I won't go here into the details of the configuration, it's a separate subject that we can look at later. For now, suppose, you've configured the collector.

Then you go and configure the target machines (they're really the sources of events but we've kept the terminology consistent with the debugger). The event collection uses a small separate network stack borrowed from the kernel debugger (KD-NET), so it starts working very early in the Windows boot process, way before the normal networking starts. It means some inherited caveats though. The list of drivers supported by that small networking stack is shorter than for the normal drivers (but the typical popular NICs are covered). And the stack adds overhead on the NIC is uses, compared to the normal driver.

Just like KD-NET, the targets for event collection get configured with the address and port of the collector, the secret key for communications, and the information about which events to send. The PowerShell commands that came with the collector feature help with this configuration. They can be used to configure the WIM and VHD images, or to run the configuration on the target machines through the PowerShell remoting, and finally you can copy the scripts to a target machine and run them there locally, or to configure the network-booted and network setup through ADK/WDS.

The transport part gets configured with the command Set-SbecBcd, the selection of the events with Set-SbecAutologger (it provides a reasonable default set of events from the kernel, system logs and setup).

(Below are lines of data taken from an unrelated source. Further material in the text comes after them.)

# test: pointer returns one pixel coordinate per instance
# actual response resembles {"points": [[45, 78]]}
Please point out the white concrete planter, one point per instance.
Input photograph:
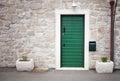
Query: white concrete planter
{"points": [[104, 67], [24, 65]]}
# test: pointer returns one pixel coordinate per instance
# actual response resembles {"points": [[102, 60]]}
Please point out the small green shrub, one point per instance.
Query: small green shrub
{"points": [[104, 59]]}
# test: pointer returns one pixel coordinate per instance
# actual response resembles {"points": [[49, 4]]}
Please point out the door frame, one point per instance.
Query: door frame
{"points": [[58, 38]]}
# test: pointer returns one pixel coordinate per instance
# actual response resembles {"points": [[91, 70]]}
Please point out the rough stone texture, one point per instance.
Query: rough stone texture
{"points": [[104, 67], [117, 37], [25, 65], [28, 27]]}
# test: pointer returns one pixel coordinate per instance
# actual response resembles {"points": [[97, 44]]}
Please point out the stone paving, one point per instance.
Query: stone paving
{"points": [[10, 74]]}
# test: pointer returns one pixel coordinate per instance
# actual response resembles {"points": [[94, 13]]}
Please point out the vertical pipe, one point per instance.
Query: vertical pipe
{"points": [[112, 31]]}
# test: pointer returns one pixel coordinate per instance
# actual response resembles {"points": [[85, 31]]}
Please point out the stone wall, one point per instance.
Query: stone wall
{"points": [[28, 27], [117, 37]]}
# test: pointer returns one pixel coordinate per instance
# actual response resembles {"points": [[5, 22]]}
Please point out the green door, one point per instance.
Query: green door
{"points": [[72, 40]]}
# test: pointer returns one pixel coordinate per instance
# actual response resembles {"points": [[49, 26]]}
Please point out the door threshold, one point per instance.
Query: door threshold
{"points": [[66, 68]]}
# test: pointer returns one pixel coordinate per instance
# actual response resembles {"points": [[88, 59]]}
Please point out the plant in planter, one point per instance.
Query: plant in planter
{"points": [[104, 59], [24, 64], [104, 66]]}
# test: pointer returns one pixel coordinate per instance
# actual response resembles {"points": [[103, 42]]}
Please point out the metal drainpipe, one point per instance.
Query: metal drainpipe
{"points": [[112, 31]]}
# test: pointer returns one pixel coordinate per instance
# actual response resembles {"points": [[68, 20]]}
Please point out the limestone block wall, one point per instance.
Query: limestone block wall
{"points": [[28, 27], [117, 37]]}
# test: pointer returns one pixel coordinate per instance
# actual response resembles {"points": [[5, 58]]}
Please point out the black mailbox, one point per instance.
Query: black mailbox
{"points": [[92, 46]]}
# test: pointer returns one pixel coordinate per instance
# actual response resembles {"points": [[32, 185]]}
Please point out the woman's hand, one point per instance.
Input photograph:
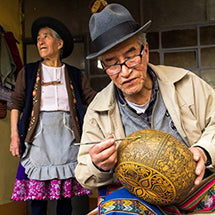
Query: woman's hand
{"points": [[104, 154]]}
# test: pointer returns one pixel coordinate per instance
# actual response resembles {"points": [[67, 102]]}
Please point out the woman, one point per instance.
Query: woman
{"points": [[49, 96]]}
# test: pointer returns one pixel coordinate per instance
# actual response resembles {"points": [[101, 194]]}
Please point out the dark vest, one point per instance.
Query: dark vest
{"points": [[30, 79]]}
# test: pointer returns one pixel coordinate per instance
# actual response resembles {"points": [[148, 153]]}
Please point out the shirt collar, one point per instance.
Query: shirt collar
{"points": [[121, 99]]}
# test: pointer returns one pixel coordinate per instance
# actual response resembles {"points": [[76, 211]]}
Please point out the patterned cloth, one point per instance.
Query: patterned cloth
{"points": [[119, 202], [47, 190]]}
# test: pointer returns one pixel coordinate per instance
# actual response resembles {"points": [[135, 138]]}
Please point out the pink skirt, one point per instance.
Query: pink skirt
{"points": [[28, 189]]}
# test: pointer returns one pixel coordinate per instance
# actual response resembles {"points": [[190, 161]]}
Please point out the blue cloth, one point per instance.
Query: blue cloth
{"points": [[122, 202]]}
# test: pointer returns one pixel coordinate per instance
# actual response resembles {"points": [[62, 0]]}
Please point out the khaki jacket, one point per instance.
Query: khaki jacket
{"points": [[189, 100]]}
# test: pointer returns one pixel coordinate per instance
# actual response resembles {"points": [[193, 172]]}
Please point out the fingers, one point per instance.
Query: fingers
{"points": [[14, 147], [200, 158], [104, 155]]}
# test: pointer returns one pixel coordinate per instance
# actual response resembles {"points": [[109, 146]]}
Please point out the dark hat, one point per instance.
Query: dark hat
{"points": [[113, 25], [57, 26]]}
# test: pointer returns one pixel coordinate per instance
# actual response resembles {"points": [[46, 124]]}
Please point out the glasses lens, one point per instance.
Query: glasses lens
{"points": [[113, 69], [133, 61]]}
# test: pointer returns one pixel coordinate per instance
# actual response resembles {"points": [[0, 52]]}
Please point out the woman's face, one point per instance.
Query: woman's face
{"points": [[48, 45]]}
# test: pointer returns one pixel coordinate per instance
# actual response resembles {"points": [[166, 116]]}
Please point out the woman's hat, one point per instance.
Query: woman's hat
{"points": [[57, 26], [113, 25]]}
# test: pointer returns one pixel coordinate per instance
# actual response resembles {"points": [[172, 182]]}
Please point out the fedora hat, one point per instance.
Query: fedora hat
{"points": [[113, 25], [57, 26]]}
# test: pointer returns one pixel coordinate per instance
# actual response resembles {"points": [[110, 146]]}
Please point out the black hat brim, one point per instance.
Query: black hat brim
{"points": [[118, 41], [57, 26]]}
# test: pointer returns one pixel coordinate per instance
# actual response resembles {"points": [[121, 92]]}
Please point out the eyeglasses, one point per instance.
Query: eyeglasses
{"points": [[130, 63]]}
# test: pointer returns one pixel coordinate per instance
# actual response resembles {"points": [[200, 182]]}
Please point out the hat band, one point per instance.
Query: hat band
{"points": [[117, 32]]}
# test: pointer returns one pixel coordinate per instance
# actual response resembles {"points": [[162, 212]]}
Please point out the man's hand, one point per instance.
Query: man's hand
{"points": [[104, 154], [200, 158], [14, 145]]}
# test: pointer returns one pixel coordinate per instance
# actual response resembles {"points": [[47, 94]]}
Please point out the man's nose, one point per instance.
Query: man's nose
{"points": [[125, 71]]}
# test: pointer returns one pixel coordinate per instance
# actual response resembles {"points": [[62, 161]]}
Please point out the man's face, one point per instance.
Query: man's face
{"points": [[130, 81], [47, 44]]}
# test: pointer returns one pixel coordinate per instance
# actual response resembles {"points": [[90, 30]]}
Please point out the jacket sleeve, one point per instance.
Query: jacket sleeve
{"points": [[86, 173], [206, 117]]}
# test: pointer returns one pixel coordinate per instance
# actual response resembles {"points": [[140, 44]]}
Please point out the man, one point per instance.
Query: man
{"points": [[140, 96]]}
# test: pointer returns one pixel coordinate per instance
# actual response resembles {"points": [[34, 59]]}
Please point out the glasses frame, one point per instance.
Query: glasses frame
{"points": [[124, 63]]}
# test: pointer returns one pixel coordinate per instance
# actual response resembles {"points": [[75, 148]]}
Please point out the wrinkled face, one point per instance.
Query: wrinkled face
{"points": [[47, 44], [130, 80]]}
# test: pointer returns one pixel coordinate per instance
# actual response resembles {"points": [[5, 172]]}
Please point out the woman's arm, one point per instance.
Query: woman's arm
{"points": [[14, 144]]}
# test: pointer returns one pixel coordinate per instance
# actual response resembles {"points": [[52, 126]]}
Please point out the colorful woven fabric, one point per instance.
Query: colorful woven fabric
{"points": [[28, 189], [122, 202]]}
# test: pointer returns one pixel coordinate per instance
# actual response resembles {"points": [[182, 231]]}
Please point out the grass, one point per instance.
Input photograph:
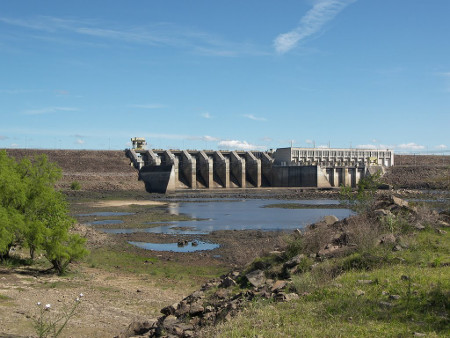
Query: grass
{"points": [[166, 273], [409, 292]]}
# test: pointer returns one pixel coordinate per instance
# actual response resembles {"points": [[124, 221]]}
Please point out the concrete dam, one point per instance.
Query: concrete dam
{"points": [[169, 170]]}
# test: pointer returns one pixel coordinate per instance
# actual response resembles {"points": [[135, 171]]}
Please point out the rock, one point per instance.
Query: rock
{"points": [[221, 293], [382, 212], [397, 248], [138, 328], [385, 304], [182, 242], [283, 297], [387, 239], [329, 249], [227, 282], [443, 224], [293, 261], [196, 308], [169, 310], [279, 284], [256, 278], [330, 220], [419, 227], [399, 202], [340, 239], [365, 281]]}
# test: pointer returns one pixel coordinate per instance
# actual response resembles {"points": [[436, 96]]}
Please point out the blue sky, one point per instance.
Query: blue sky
{"points": [[247, 74]]}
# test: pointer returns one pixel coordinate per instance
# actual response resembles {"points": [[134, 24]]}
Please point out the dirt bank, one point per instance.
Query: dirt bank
{"points": [[109, 170]]}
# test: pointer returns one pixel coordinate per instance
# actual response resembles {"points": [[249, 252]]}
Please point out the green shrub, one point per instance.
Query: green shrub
{"points": [[75, 185]]}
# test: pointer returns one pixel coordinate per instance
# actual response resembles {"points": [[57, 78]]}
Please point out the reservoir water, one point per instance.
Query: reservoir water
{"points": [[246, 214]]}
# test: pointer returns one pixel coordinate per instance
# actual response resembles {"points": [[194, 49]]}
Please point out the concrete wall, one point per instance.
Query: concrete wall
{"points": [[169, 170]]}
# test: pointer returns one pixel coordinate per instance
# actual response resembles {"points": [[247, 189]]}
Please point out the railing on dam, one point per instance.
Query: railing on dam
{"points": [[169, 170]]}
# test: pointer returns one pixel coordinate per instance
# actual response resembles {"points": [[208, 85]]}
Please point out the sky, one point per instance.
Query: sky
{"points": [[236, 74]]}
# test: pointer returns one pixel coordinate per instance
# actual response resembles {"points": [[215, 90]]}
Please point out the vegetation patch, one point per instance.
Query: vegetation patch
{"points": [[304, 206]]}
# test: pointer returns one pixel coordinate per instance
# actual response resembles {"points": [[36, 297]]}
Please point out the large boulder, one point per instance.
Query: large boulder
{"points": [[256, 278]]}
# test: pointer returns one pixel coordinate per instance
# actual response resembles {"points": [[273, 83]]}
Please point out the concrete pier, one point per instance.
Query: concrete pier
{"points": [[169, 170]]}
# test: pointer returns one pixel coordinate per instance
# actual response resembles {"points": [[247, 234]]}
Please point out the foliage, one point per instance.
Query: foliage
{"points": [[33, 214], [364, 198], [46, 326]]}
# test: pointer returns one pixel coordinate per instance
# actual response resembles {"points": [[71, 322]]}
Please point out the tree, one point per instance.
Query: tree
{"points": [[33, 213], [364, 198]]}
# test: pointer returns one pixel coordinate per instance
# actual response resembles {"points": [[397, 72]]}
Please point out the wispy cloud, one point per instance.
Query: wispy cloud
{"points": [[48, 110], [149, 106], [310, 24], [157, 34], [240, 145], [254, 118], [410, 146]]}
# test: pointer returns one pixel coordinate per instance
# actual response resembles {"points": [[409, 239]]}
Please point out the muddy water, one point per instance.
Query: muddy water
{"points": [[239, 215]]}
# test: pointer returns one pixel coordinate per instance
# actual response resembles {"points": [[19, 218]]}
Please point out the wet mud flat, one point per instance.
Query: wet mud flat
{"points": [[236, 247]]}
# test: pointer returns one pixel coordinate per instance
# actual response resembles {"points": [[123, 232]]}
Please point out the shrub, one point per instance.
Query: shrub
{"points": [[75, 185]]}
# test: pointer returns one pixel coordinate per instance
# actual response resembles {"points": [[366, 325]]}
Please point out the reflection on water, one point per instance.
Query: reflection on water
{"points": [[242, 215], [107, 221], [201, 246]]}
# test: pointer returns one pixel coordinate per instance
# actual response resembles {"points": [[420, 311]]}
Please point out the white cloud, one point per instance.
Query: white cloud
{"points": [[207, 115], [410, 146], [254, 118], [366, 146], [239, 145], [311, 23], [48, 110], [148, 106], [208, 138]]}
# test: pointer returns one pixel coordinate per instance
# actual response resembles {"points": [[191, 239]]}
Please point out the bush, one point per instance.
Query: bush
{"points": [[75, 185], [33, 213]]}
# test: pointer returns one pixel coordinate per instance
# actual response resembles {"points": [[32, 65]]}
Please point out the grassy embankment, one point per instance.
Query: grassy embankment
{"points": [[398, 289]]}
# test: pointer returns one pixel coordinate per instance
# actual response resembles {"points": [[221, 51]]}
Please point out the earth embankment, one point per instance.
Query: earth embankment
{"points": [[110, 170]]}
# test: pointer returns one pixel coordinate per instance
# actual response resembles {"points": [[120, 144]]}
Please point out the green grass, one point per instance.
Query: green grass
{"points": [[410, 292], [167, 273]]}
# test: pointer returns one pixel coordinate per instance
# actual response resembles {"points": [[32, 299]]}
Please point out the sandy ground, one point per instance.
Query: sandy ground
{"points": [[123, 203]]}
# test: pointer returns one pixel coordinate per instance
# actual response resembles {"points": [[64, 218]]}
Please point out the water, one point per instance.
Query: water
{"points": [[242, 215], [201, 246]]}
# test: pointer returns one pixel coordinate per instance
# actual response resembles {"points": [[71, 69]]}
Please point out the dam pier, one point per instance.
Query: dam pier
{"points": [[164, 170]]}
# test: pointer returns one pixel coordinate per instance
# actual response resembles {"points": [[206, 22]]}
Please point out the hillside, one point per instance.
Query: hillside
{"points": [[105, 170], [110, 170]]}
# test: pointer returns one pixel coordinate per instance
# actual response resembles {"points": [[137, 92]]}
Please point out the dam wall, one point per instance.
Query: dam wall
{"points": [[170, 170]]}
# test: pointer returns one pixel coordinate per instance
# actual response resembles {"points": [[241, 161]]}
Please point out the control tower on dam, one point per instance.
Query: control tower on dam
{"points": [[164, 170]]}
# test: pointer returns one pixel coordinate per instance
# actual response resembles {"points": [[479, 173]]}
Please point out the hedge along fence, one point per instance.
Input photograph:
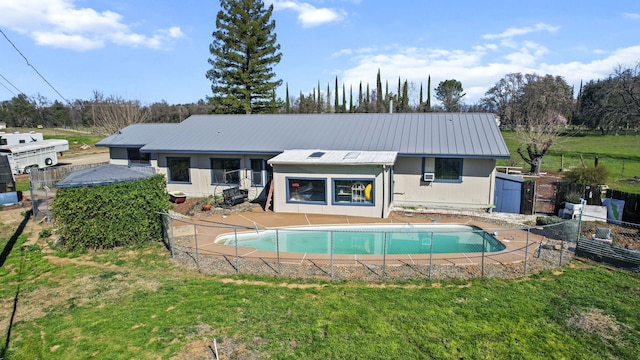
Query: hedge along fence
{"points": [[107, 216]]}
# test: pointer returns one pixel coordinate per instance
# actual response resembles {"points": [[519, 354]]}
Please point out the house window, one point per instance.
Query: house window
{"points": [[352, 191], [225, 171], [448, 169], [178, 170], [136, 157], [307, 190], [257, 169]]}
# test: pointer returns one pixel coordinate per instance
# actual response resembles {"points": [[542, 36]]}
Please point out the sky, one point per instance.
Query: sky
{"points": [[157, 50]]}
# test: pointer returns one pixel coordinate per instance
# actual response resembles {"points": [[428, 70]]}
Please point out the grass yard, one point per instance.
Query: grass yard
{"points": [[137, 304], [619, 154]]}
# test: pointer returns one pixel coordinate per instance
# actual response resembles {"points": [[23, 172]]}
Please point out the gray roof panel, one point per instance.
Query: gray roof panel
{"points": [[420, 134], [137, 135], [104, 175]]}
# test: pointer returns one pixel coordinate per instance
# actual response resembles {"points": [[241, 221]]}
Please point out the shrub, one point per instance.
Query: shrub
{"points": [[573, 198], [589, 175], [108, 216]]}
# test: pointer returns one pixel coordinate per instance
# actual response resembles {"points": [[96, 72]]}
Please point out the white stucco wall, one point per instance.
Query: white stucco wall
{"points": [[200, 175], [474, 191], [329, 173]]}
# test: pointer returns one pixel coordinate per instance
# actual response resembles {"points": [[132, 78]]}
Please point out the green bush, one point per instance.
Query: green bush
{"points": [[589, 175], [108, 216]]}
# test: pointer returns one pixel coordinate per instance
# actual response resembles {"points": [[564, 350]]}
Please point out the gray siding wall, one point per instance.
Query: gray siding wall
{"points": [[475, 191]]}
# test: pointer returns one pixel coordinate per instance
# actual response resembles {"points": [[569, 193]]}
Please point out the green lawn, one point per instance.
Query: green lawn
{"points": [[138, 304], [619, 154]]}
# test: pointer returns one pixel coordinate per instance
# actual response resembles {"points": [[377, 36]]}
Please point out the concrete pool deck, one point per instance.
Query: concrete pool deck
{"points": [[202, 231]]}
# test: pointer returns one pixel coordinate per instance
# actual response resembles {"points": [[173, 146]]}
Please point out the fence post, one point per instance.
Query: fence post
{"points": [[173, 255], [484, 240], [278, 251], [331, 253], [195, 236], [384, 256], [526, 252], [46, 202], [431, 255], [235, 235]]}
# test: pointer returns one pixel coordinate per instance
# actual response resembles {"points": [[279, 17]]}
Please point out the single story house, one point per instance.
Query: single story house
{"points": [[356, 164]]}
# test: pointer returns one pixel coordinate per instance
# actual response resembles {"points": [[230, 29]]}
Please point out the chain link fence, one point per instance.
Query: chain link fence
{"points": [[42, 187], [385, 254]]}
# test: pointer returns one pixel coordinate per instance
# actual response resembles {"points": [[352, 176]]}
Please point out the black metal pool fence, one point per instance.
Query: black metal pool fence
{"points": [[529, 250]]}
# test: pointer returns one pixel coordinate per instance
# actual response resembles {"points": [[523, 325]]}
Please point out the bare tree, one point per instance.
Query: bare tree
{"points": [[115, 113], [541, 115], [450, 93], [501, 98]]}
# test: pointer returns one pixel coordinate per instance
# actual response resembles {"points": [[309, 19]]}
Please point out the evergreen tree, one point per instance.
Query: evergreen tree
{"points": [[405, 96], [379, 107], [336, 104], [428, 108], [360, 98], [244, 52], [344, 99], [287, 104], [350, 98]]}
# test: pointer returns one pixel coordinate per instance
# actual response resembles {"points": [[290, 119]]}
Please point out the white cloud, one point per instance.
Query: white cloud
{"points": [[632, 16], [513, 32], [61, 23], [477, 68], [309, 15]]}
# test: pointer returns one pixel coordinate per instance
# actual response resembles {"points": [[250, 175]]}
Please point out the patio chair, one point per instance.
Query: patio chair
{"points": [[603, 234]]}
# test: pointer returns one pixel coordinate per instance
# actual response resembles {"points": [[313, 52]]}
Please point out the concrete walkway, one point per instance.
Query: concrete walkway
{"points": [[203, 230]]}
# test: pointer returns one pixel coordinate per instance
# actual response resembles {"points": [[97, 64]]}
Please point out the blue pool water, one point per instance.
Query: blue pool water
{"points": [[369, 239]]}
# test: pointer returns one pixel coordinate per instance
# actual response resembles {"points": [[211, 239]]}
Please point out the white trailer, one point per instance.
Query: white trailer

The events from the kernel and system services normally stop the forwarding through the network after the system boot comes to the point when the event logging service is started, meaning that now the events can be collected locally. The setup events keep the forwarding. But all this is configurable, and can be changed if you have different preferences.

After the target has been configured, it needs to be rebooted (or booted for the first time from a VHD image). And then the events will come.

The targets can be physical machines or VMs.  But with the VMs both the system inside the VM and the Hyper-V host must run Win10. Win8 Hyper-V hosts actually can support the KD-NET protocol stack in the VMs but they do it in a way that's rather painful and difficult to configure, so they're not officially supported for the event collection. We'll see if they every will, but going to a Win10 host makes things much easier.

In the next installment, I plan to show an example of a simple diagnostics.